The wedge product of a $1$-form and a $2$-form I'm trying to understand the wedge product of a one form and a two form. My difficulty is that I end up with a $dx \wedge dx \wedge dy$, for example, and I know a wedge of itself is 0. Does this become $0 \wedge dy$, and doesn't that just equal 0? The problem that I'm told that what I end up with should be a three form.
Here is the example I'm working with:

Find $\alpha \wedge \omega$ given that
  $\alpha = dx +dz$ and $\omega = dy \wedge dz + xdz \wedge dx + ydx \wedge dy$.

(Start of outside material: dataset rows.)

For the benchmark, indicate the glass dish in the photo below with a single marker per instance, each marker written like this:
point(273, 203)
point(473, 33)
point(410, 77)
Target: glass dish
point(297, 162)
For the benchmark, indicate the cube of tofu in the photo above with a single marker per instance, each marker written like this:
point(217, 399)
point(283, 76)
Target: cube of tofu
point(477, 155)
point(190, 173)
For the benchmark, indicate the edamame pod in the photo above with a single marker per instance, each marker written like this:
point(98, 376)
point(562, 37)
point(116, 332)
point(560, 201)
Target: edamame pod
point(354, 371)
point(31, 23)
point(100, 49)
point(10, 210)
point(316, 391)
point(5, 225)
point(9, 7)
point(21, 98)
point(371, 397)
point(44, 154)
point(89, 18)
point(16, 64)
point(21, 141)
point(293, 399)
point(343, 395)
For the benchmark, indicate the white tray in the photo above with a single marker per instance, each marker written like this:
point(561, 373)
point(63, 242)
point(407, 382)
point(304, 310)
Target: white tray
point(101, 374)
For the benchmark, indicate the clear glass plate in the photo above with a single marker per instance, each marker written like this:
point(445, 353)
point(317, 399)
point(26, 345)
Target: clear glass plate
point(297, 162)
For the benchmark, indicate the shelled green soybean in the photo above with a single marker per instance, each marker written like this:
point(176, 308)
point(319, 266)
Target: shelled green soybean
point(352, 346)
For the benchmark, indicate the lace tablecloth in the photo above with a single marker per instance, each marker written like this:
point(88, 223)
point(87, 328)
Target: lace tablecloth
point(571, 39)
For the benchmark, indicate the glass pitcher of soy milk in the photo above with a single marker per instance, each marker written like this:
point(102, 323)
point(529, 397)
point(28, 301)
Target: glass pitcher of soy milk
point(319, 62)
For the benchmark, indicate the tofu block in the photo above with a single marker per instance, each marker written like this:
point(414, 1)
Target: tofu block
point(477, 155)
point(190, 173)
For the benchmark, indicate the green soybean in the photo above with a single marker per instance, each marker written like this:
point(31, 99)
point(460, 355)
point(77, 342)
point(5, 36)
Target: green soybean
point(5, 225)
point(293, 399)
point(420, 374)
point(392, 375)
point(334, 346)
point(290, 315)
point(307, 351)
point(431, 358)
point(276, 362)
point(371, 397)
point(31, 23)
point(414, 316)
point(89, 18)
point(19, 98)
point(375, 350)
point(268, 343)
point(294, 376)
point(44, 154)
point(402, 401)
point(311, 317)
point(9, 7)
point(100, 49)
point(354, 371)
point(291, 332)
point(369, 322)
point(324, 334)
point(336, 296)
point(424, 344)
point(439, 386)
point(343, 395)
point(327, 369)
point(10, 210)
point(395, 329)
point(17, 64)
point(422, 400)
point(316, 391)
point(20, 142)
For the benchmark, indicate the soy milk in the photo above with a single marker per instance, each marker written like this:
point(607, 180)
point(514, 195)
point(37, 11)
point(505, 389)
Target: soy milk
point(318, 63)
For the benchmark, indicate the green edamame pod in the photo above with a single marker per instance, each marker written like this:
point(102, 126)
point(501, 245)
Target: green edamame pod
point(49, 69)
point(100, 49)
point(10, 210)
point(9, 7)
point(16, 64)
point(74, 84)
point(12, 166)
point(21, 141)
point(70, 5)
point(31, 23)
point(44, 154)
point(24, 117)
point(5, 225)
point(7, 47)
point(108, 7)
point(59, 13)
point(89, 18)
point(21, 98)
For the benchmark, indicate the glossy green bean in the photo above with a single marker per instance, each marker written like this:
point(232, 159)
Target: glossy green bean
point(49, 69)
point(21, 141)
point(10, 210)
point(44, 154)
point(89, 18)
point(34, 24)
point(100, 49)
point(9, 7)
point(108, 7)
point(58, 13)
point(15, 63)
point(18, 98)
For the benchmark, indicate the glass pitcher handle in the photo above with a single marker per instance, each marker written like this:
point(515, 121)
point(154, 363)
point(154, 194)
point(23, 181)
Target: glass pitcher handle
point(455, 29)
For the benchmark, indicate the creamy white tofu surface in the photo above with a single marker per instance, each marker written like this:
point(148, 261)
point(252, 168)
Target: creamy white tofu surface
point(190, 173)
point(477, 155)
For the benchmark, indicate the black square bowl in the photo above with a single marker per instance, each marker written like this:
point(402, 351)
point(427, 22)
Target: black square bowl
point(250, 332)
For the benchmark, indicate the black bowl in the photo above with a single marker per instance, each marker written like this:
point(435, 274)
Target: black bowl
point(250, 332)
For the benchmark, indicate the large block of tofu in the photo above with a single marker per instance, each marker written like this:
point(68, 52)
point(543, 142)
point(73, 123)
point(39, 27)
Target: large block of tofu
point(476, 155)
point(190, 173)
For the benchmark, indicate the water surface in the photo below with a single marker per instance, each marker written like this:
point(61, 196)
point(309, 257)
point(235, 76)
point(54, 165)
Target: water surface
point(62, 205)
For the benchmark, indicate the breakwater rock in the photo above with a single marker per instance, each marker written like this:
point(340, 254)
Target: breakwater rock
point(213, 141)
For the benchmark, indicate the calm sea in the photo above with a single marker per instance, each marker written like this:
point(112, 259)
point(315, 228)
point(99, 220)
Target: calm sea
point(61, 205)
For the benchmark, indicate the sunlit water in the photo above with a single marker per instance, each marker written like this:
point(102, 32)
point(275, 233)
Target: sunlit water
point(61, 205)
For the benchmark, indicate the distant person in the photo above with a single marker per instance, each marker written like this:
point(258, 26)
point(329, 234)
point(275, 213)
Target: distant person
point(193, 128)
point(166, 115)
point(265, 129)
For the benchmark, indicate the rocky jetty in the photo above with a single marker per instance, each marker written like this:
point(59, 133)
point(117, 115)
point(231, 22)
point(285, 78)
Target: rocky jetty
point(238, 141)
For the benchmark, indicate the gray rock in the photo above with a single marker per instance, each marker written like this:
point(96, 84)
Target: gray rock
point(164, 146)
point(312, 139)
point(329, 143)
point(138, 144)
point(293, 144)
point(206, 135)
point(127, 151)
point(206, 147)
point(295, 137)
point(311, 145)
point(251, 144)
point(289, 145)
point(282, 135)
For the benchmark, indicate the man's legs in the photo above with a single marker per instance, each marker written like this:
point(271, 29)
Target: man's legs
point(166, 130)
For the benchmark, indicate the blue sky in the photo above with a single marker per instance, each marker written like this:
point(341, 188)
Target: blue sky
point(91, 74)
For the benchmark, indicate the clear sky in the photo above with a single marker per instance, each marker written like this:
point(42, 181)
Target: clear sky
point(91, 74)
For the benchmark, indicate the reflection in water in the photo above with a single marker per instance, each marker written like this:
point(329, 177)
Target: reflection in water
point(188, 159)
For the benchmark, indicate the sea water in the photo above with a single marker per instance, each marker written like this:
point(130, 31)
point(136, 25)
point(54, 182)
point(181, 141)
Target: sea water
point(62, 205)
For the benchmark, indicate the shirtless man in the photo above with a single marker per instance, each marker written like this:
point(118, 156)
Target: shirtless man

 A: $dx\wedge dx \wedge dy$ does equal $0$.  But that doesn't mean that the wedge product of a $1$-form and a $2$-form is always $0$.  Let's look at an example.  Let $\alpha_1 = xy\ dx + z^2\ dz$ and $\alpha_2 = 2\ dx\wedge dy - \cos(x)\ dy\wedge dz$.  Then the wedge product is 
$$\begin{align}\alpha_1 \wedge \alpha_2 &= (xy\ dx + z^2\ dz)\wedge(2\ dx\wedge dy - \cos(x)\ dy\wedge dz) \\ &= (xy\ dx)\wedge[2\ dx\wedge dy - \cos(x)\ dy\wedge dz] + (z^2\ dz)\wedge[2\ dx\wedge dy - \cos(x)\ dy\wedge dz] \\ &= \big(2xy\ dx\wedge dx\wedge dy - xy\cos(x)\ dx\wedge dy\wedge dz\big)+ \big(2z^2\ dz\wedge dx\wedge dy- z^2\cos(x)\ dz\wedge dy\wedge dz\big) \\ &= (0-xy\cos(x)\ dx\wedge dy\wedge dz)+ (2z^2\ dx\wedge dy\wedge dz - 0) \\ &= (2z^2-xy\cos(x))\ dx\wedge dy\wedge dz\end{align}$$
To make more explicit my use of the associativity and anticommutativity of the wedge product above, I'll work these parts out here: $$\begin{array}{crl} (1)\quad &dx \wedge dx \wedge dy &= (dx \wedge dx)\wedge dy \\ &&= 0\wedge dy \\ &&= 0 \\ \hline(2)\quad &dz\wedge dx\wedge dy &= (dz \wedge dx)\wedge dy \\ &&= -(dx\wedge dz)\wedge dy \\ &&= -dx\wedge (dz\wedge dy) \\ &&= dx\wedge (dy\wedge dz) \\ &&= dx\wedge dy\wedge dz \\ \hline(3)\quad &dz\wedge dy\wedge dz &= (dz \wedge dy) \wedge dz \\ &&= -(dy\wedge dz)\wedge dz \\ &&= -dy\wedge (dz\wedge dz) \\ &&= -dy\wedge 0 \\ &&= 0\end{array}$$